So, what was the point of it all? Without a fight to promote, why even bother with the photo op? The Oregon State University wrestling standout with his new jewelry placed over President Trump’s shoulder made the top of CNN’s webpage. But without an attached article or caption directing the viewer -- who has very little exposure to MMA on that website -- to an impending bout, it’s very likely that it’ll be easily forgotten with no noticeable return for the fighter or promotion.

After 25 years in operation and digging its way out of the heavy political backlash of the early “human cockfighting” days, the UFC finally made it to the White House. But in less than a month when Woodley and Till throw the opening punches at one another in their scheduled fight at UFC 228, Covington will no longer be a champion of any sort.

As fellow Sherdog contributor Jacob Debets outlined in a recent article, the ties between Donald Trump and the UFC are longstanding. Trump supported White and the UFC long before it became popular to do so and MMA became the hot new investment or camera opportunity for A-list celebrities. As a simple matter of honoring that well-established backing, wouldn’t it have made more sense to make this photo op under less dubious circumstances?

Out of the list of great American champions to fight under the banner, the UFC choose to put the most illegitimate of belt holders in this spotlight. Even the now-former flyweight boss Demetrious Johnson expressed a willingness to meet with President Trump if the opportunity were to arise, when asked at UFC 227’s media day. If the concern was not promoting an upcoming pay-per-view showcase but simply to put a sitting champion next to a sitting president for a few pictures to show that mixed martial arts is a reputable sport, then putting a true champion in that picture makes the most sense. How about a celebration of Daniel Cormier’s historic dual division takeover? Or showing off wholesome full-time first responder Stipe Miocic when he faced foreign-born opponents in his pre-DC defenses?

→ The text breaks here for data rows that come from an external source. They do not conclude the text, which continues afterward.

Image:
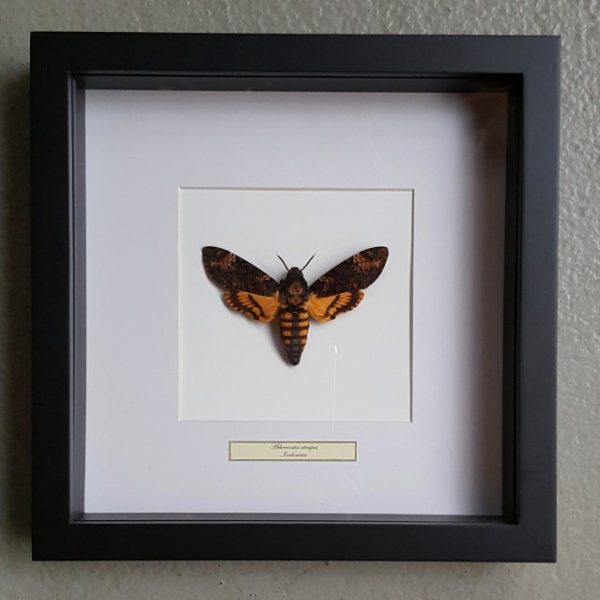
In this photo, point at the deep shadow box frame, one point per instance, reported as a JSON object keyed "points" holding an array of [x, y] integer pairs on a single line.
{"points": [[63, 65]]}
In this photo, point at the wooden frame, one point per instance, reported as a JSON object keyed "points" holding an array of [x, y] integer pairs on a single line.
{"points": [[64, 64]]}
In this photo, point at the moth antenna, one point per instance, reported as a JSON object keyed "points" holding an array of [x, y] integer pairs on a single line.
{"points": [[283, 261], [308, 262]]}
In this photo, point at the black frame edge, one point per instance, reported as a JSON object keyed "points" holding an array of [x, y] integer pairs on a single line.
{"points": [[58, 531]]}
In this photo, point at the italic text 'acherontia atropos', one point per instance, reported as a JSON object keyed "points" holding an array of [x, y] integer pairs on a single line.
{"points": [[255, 294]]}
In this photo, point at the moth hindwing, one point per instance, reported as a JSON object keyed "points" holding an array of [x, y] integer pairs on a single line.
{"points": [[255, 294]]}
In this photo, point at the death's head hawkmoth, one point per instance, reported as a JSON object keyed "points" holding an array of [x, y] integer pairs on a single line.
{"points": [[255, 294]]}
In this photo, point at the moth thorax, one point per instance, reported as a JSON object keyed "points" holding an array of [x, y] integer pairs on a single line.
{"points": [[295, 293]]}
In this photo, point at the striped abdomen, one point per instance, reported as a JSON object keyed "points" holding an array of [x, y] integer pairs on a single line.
{"points": [[293, 323]]}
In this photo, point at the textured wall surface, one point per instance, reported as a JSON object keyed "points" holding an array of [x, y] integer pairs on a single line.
{"points": [[577, 573]]}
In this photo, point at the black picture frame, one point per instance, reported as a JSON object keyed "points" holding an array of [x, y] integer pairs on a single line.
{"points": [[527, 68]]}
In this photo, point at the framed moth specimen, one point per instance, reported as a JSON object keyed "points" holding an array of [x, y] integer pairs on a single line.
{"points": [[256, 295], [421, 171]]}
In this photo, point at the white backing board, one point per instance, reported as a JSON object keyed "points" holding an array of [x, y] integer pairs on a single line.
{"points": [[354, 368], [142, 147]]}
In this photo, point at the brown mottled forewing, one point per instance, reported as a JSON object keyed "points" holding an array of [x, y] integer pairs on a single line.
{"points": [[230, 272], [356, 273]]}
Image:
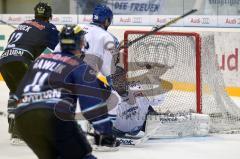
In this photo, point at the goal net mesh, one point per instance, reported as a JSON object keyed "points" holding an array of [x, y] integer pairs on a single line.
{"points": [[180, 70]]}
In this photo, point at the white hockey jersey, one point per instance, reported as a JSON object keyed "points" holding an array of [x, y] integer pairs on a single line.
{"points": [[102, 44], [131, 112]]}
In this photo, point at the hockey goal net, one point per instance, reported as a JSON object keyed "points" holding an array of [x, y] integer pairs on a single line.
{"points": [[181, 68]]}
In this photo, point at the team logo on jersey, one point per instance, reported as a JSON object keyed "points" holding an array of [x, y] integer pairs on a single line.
{"points": [[41, 10]]}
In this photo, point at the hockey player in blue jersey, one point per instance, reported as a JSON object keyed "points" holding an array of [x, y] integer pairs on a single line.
{"points": [[25, 44], [102, 45], [48, 96]]}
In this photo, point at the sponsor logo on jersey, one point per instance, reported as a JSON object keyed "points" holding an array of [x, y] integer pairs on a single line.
{"points": [[37, 97], [24, 28], [126, 141], [12, 52]]}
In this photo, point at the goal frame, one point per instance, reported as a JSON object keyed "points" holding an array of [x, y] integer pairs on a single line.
{"points": [[197, 62]]}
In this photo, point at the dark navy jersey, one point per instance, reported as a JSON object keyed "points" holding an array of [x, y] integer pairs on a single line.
{"points": [[29, 40], [60, 78]]}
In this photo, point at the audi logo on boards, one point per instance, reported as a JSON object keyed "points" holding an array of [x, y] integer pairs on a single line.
{"points": [[205, 20]]}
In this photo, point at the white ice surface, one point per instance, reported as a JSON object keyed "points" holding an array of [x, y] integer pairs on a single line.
{"points": [[212, 147]]}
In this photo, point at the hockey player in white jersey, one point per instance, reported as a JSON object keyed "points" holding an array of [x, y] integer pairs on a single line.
{"points": [[136, 114], [101, 45]]}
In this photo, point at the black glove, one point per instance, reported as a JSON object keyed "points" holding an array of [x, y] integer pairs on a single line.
{"points": [[106, 140]]}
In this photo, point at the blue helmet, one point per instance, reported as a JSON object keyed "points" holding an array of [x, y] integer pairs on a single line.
{"points": [[102, 13], [72, 37]]}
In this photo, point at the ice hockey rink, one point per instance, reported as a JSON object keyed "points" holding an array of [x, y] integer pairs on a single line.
{"points": [[212, 147]]}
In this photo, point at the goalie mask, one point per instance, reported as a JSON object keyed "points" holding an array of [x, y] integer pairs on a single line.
{"points": [[102, 13], [72, 38], [43, 11]]}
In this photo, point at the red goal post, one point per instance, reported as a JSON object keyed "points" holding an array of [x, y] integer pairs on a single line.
{"points": [[197, 47]]}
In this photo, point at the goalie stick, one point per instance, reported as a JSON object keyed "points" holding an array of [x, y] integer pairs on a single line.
{"points": [[196, 7], [134, 141]]}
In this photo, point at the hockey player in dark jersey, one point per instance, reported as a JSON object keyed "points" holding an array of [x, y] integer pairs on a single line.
{"points": [[47, 102], [25, 44]]}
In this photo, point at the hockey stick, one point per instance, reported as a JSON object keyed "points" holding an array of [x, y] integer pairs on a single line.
{"points": [[133, 142], [3, 22], [196, 7], [160, 27]]}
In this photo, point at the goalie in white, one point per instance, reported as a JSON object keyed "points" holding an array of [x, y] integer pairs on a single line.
{"points": [[135, 113]]}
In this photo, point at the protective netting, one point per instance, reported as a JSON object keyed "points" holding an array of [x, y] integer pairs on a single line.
{"points": [[183, 70]]}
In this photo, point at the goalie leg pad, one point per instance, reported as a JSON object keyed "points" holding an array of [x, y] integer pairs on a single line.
{"points": [[179, 125]]}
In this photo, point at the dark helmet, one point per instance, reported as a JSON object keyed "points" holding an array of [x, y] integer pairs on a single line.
{"points": [[43, 11], [72, 37], [102, 13]]}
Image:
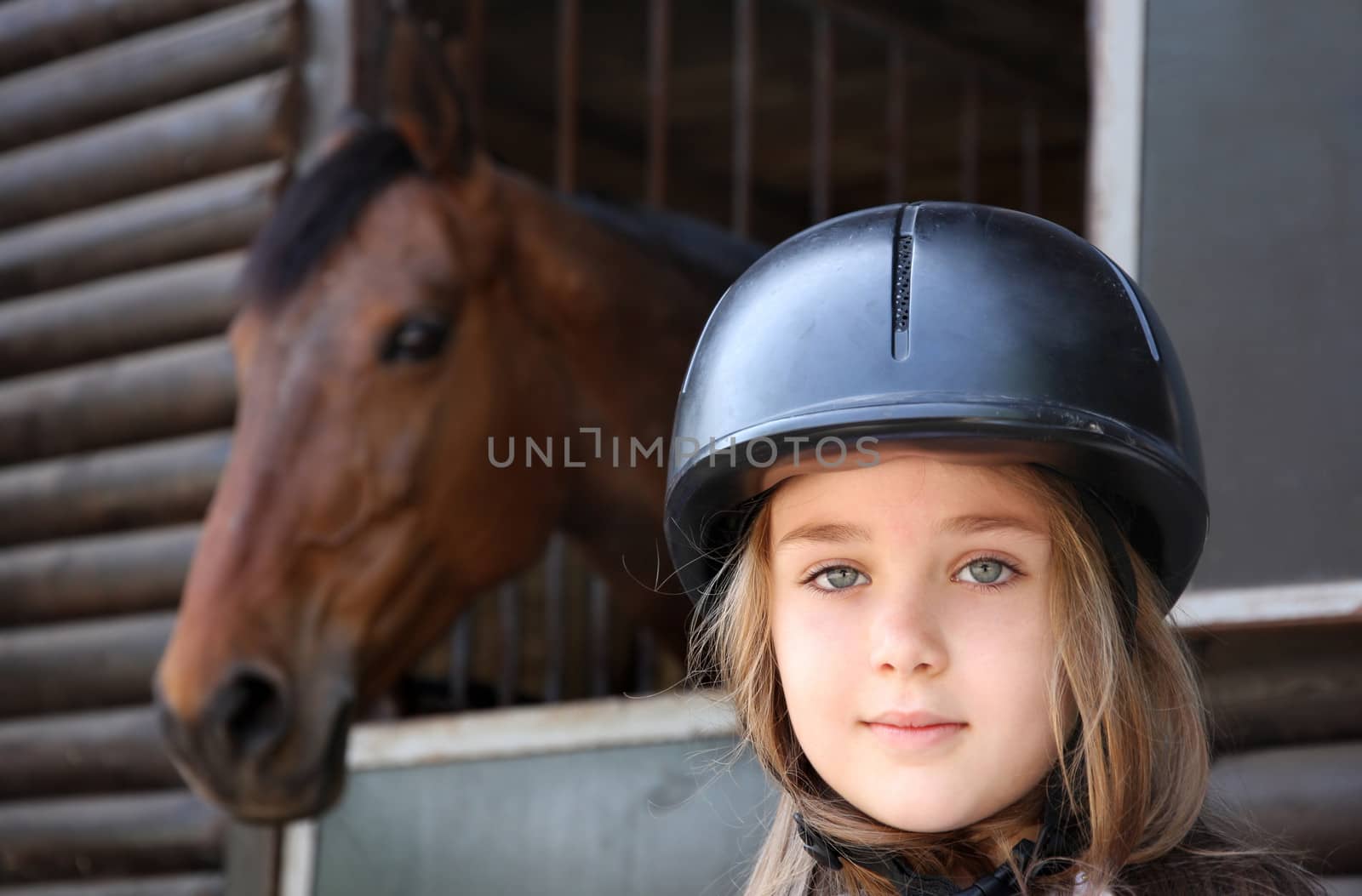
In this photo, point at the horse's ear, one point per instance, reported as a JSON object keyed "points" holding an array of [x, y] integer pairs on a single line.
{"points": [[426, 104], [347, 124]]}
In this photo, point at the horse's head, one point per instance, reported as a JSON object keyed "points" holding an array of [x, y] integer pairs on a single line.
{"points": [[379, 345]]}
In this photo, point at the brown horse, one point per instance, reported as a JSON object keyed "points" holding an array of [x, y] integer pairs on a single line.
{"points": [[410, 311]]}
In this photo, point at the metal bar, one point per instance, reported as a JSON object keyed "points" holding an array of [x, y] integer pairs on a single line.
{"points": [[120, 489], [555, 637], [120, 315], [660, 68], [461, 657], [646, 660], [744, 78], [1032, 156], [565, 163], [896, 108], [172, 225], [970, 138], [598, 635], [136, 572], [145, 71], [508, 619], [476, 41], [160, 394], [878, 24], [821, 158]]}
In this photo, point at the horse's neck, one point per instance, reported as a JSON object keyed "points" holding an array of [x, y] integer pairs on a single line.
{"points": [[624, 326], [621, 322]]}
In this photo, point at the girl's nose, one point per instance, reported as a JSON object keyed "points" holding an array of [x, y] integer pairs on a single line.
{"points": [[906, 636]]}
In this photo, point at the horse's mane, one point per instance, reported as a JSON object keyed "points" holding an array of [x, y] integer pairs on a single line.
{"points": [[320, 208], [710, 254]]}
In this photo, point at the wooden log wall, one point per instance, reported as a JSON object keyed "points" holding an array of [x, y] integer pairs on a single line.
{"points": [[140, 146]]}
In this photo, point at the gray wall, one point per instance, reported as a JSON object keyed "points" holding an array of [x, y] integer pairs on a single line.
{"points": [[1252, 254], [665, 820]]}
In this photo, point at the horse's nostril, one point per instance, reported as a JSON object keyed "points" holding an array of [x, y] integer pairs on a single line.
{"points": [[249, 712]]}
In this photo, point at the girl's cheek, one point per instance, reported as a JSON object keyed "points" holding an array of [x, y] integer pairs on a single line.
{"points": [[810, 633]]}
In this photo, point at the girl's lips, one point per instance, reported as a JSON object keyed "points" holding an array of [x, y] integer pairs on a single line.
{"points": [[916, 735]]}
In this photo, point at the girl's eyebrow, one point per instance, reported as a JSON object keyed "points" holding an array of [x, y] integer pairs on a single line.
{"points": [[835, 533], [976, 524]]}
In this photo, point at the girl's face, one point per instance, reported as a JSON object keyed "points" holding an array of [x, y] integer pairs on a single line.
{"points": [[910, 619]]}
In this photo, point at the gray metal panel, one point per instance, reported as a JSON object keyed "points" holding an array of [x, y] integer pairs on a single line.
{"points": [[665, 819], [1250, 237]]}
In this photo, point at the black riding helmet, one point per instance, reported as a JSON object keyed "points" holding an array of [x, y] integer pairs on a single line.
{"points": [[950, 322]]}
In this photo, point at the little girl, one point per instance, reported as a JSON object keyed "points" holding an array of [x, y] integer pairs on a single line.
{"points": [[948, 488]]}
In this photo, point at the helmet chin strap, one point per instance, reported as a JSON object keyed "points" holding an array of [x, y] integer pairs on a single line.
{"points": [[1056, 842]]}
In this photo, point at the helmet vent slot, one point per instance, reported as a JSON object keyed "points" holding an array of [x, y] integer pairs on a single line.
{"points": [[902, 290]]}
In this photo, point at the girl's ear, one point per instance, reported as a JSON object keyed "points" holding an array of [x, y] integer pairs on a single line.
{"points": [[424, 101]]}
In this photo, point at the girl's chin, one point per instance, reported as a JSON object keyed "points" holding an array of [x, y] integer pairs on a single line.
{"points": [[937, 813]]}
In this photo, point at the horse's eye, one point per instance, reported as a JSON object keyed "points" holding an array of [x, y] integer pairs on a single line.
{"points": [[415, 340]]}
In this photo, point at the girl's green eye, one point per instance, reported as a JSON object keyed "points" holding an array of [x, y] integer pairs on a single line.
{"points": [[838, 578], [985, 571]]}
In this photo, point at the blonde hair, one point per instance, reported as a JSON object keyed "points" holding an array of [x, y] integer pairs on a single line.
{"points": [[1135, 775]]}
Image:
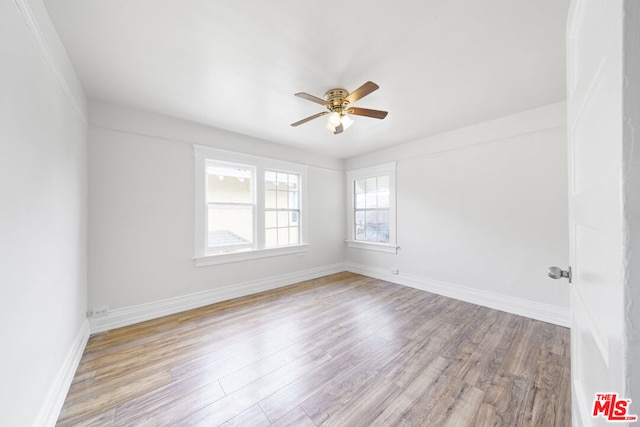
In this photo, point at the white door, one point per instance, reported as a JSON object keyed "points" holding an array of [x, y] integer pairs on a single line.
{"points": [[594, 122]]}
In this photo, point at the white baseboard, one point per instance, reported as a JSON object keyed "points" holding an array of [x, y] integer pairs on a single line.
{"points": [[52, 405], [522, 307], [139, 313]]}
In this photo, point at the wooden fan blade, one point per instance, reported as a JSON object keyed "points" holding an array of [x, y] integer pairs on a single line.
{"points": [[315, 116], [312, 98], [376, 114], [361, 92]]}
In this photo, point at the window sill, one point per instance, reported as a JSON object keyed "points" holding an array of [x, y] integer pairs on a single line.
{"points": [[225, 258], [379, 247]]}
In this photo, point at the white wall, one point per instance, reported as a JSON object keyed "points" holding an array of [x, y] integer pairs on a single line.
{"points": [[481, 214], [141, 214], [43, 200]]}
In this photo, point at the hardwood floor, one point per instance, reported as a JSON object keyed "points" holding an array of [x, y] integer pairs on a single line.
{"points": [[342, 350]]}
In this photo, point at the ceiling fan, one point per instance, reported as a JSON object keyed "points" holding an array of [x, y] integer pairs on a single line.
{"points": [[337, 102]]}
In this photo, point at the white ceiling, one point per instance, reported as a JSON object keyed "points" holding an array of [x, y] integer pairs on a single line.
{"points": [[440, 64]]}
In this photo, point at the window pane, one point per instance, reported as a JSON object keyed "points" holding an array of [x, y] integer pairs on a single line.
{"points": [[270, 180], [293, 200], [283, 236], [293, 218], [371, 199], [271, 238], [383, 183], [370, 185], [283, 181], [294, 235], [283, 199], [229, 184], [383, 199], [230, 225], [270, 219], [359, 225], [283, 219], [377, 226], [293, 182], [270, 199]]}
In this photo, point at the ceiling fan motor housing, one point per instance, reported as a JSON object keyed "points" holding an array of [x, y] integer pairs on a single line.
{"points": [[335, 98]]}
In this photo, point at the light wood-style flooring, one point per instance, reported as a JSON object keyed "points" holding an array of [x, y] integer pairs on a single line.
{"points": [[342, 350]]}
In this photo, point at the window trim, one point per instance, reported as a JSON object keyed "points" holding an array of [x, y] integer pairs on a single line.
{"points": [[204, 257], [370, 172]]}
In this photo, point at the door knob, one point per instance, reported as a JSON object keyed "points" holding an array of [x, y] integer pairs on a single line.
{"points": [[558, 273]]}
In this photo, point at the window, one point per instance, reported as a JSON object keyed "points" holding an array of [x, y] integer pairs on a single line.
{"points": [[282, 209], [231, 206], [372, 208], [246, 207]]}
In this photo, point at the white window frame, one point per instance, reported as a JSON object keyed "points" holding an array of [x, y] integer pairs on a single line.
{"points": [[202, 255], [388, 169]]}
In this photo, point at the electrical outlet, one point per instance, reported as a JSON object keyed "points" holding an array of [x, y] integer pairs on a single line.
{"points": [[100, 311]]}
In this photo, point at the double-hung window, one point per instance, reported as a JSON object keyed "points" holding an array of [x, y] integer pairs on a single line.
{"points": [[371, 216], [246, 207]]}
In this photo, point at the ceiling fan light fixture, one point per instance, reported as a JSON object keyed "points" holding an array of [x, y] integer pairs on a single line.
{"points": [[346, 122], [334, 119]]}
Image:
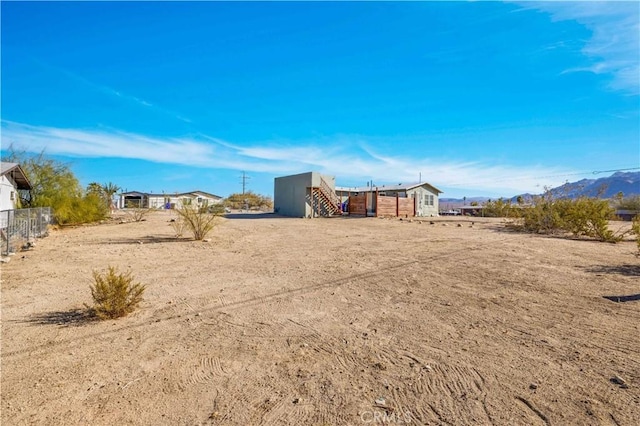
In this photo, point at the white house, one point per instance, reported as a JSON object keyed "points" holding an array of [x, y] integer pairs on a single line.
{"points": [[167, 201], [13, 179], [423, 195]]}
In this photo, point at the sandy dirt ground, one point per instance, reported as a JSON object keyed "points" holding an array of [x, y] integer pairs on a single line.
{"points": [[340, 321]]}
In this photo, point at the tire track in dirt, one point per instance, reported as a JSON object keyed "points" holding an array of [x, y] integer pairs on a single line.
{"points": [[203, 373]]}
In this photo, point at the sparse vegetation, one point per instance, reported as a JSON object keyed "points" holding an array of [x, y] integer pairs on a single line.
{"points": [[499, 208], [628, 203], [581, 217], [114, 294], [198, 220], [635, 229], [135, 213]]}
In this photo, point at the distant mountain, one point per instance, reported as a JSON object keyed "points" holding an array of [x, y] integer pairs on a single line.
{"points": [[606, 187]]}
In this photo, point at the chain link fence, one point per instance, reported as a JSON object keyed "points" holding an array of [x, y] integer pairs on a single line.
{"points": [[19, 227]]}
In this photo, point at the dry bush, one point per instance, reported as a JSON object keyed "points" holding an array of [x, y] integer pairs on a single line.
{"points": [[198, 220], [137, 214], [114, 295], [581, 217], [179, 226], [635, 228]]}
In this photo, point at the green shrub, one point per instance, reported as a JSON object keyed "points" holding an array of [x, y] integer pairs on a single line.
{"points": [[135, 213], [628, 203], [115, 295], [500, 208], [635, 228], [198, 220], [580, 217]]}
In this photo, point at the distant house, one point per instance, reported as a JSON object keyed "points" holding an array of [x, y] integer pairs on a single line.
{"points": [[416, 199], [313, 194], [13, 179], [146, 200]]}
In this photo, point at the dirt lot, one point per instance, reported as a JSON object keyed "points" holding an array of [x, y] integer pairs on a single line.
{"points": [[342, 321]]}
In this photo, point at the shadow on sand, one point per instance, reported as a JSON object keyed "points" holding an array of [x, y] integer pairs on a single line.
{"points": [[624, 269], [70, 318], [622, 299]]}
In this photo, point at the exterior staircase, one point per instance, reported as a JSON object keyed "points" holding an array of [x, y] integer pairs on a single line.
{"points": [[325, 200]]}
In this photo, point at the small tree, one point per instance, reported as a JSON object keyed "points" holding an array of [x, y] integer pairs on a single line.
{"points": [[115, 295], [198, 220], [109, 190], [54, 185]]}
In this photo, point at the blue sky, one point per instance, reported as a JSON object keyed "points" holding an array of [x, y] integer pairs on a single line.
{"points": [[478, 99]]}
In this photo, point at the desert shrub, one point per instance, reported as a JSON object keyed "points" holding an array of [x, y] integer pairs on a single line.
{"points": [[543, 216], [628, 203], [179, 226], [590, 217], [135, 213], [635, 229], [581, 217], [198, 220], [499, 208], [114, 294]]}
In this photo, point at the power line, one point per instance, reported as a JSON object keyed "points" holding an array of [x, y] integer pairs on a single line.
{"points": [[243, 179]]}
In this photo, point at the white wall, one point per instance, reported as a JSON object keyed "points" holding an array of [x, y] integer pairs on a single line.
{"points": [[7, 188]]}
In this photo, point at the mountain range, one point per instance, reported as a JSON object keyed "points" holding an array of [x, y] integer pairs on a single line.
{"points": [[627, 183]]}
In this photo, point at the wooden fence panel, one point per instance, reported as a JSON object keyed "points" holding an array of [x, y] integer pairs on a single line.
{"points": [[357, 205]]}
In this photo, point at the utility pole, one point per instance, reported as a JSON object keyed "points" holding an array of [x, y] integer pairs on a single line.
{"points": [[244, 178]]}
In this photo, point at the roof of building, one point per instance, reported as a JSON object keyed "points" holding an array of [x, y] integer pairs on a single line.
{"points": [[16, 173], [174, 194], [399, 187]]}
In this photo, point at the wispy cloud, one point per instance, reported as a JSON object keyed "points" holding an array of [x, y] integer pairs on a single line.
{"points": [[350, 159], [111, 91], [614, 46]]}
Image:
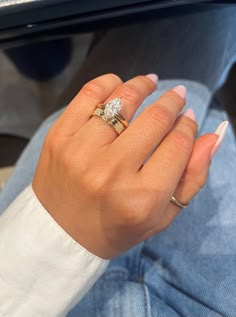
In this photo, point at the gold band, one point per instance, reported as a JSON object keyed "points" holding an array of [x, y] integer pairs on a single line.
{"points": [[118, 115], [114, 122], [118, 122], [177, 203]]}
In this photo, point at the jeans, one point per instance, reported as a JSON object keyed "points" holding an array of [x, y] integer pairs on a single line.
{"points": [[189, 269]]}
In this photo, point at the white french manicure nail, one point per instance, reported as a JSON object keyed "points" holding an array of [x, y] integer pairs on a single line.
{"points": [[153, 77], [180, 90], [220, 131]]}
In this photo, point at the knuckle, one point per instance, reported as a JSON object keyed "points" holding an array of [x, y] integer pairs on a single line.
{"points": [[183, 141], [161, 116], [129, 94], [93, 89], [115, 77], [94, 183]]}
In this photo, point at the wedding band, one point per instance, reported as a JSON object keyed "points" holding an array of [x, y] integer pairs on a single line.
{"points": [[177, 203], [109, 113]]}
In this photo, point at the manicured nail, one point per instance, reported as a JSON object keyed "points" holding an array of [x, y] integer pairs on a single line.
{"points": [[220, 131], [153, 77], [190, 114], [180, 90]]}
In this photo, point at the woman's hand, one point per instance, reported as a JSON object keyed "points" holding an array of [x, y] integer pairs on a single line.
{"points": [[94, 183]]}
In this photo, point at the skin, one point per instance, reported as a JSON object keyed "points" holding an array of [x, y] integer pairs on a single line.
{"points": [[100, 188]]}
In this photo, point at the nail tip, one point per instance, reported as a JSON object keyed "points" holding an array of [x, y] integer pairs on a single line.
{"points": [[154, 77], [189, 113], [180, 90]]}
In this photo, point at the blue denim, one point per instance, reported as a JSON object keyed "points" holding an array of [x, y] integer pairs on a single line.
{"points": [[189, 269]]}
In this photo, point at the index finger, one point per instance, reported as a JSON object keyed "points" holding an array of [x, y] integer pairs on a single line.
{"points": [[147, 131]]}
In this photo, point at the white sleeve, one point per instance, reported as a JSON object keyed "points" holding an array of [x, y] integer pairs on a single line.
{"points": [[43, 271]]}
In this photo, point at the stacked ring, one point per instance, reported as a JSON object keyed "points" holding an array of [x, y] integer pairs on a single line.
{"points": [[109, 113]]}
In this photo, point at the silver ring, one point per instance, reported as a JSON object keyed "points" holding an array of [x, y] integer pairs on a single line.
{"points": [[177, 203]]}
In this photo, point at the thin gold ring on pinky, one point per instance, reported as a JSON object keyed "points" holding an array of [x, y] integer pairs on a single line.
{"points": [[177, 203], [110, 114]]}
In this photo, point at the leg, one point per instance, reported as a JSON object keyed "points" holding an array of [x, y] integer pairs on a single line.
{"points": [[185, 270], [198, 44]]}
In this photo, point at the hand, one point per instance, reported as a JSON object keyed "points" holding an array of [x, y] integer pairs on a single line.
{"points": [[96, 185]]}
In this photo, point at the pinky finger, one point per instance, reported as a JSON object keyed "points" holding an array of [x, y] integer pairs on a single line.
{"points": [[196, 173]]}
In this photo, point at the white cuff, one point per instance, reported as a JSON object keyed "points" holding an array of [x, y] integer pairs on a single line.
{"points": [[43, 271]]}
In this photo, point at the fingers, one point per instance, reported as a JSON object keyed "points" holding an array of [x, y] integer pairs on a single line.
{"points": [[150, 127], [133, 93], [82, 106], [193, 178], [168, 162]]}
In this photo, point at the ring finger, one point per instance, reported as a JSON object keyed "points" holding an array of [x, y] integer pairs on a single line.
{"points": [[132, 93]]}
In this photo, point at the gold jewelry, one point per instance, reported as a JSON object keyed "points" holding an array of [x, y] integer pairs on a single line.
{"points": [[114, 122], [177, 203], [109, 113]]}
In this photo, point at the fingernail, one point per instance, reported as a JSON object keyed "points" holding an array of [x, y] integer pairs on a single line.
{"points": [[190, 114], [180, 90], [220, 131], [153, 77]]}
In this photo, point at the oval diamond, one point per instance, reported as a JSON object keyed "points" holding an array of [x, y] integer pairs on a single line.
{"points": [[112, 108]]}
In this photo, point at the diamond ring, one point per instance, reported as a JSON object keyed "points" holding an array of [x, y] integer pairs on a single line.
{"points": [[109, 112]]}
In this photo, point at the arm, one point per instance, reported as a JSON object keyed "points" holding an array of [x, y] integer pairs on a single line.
{"points": [[43, 271]]}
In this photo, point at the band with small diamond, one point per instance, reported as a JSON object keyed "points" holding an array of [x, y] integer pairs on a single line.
{"points": [[109, 113]]}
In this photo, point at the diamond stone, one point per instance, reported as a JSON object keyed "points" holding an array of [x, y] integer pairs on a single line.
{"points": [[112, 108]]}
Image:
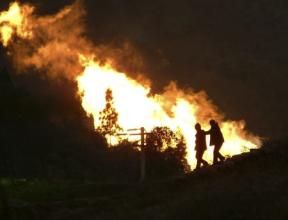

If the goal was to have pictures of a popular UFC fighter in the White House, there were plenty of other options that would have made more sense. For example, why not have Donald Cerrone, a fan favorite who has publically supported Trump? Maybe former middleweight titlist Chris Weidman, who was vocal in endorsement of Mr. Trump during the 2016 campaign? What about pioneering women’s bantamweight fighter Miesha Tate, who had done the same? Perhaps even a group of fighters following the tragic mass shooting in Las Vegas last fall, as an act of solidarity and a show of support for the promotion’s home?

The point is there were plenty of other options. A White House visit has been a validating moment for high-level athletes as far back as 1924, when the Washington Senators met with President Calvin Coolidge after winning the World Series. This has been a long time coming for the sport of MMA. Unfortunately, that moment that could have been meaningful, even if you fall on the other side of the political spectrum. That moment could have come sooner. Imagine if Woodley had been allowed to meet then-President Barack Obama after winning the belt at UFC 201. A Ferguson, Missouri, native being welcomed into the Oval Office with the backdrop of the national headlines behind his hometown’s police force while the company made good on the marketability of an African-American champion. Perhaps it would have been appropriate for Anthony Pettis to put his presidential picture next to his Wheaties box.

The UFC squandered an amazing opportunity in several ways. They have jeopardized one of the easiest rivalries to promote as a main event in recent history. They took what could have been a marquee moment for the sport and wasted it for discernable reason. They have promoted a belt that will fall victim to a Thanos finger snap in a matter of days. And in the everlasting effort to gain the eyeballs of the casual fan, they failed to take advantage of that brief moment that MMA left its isolated bubble.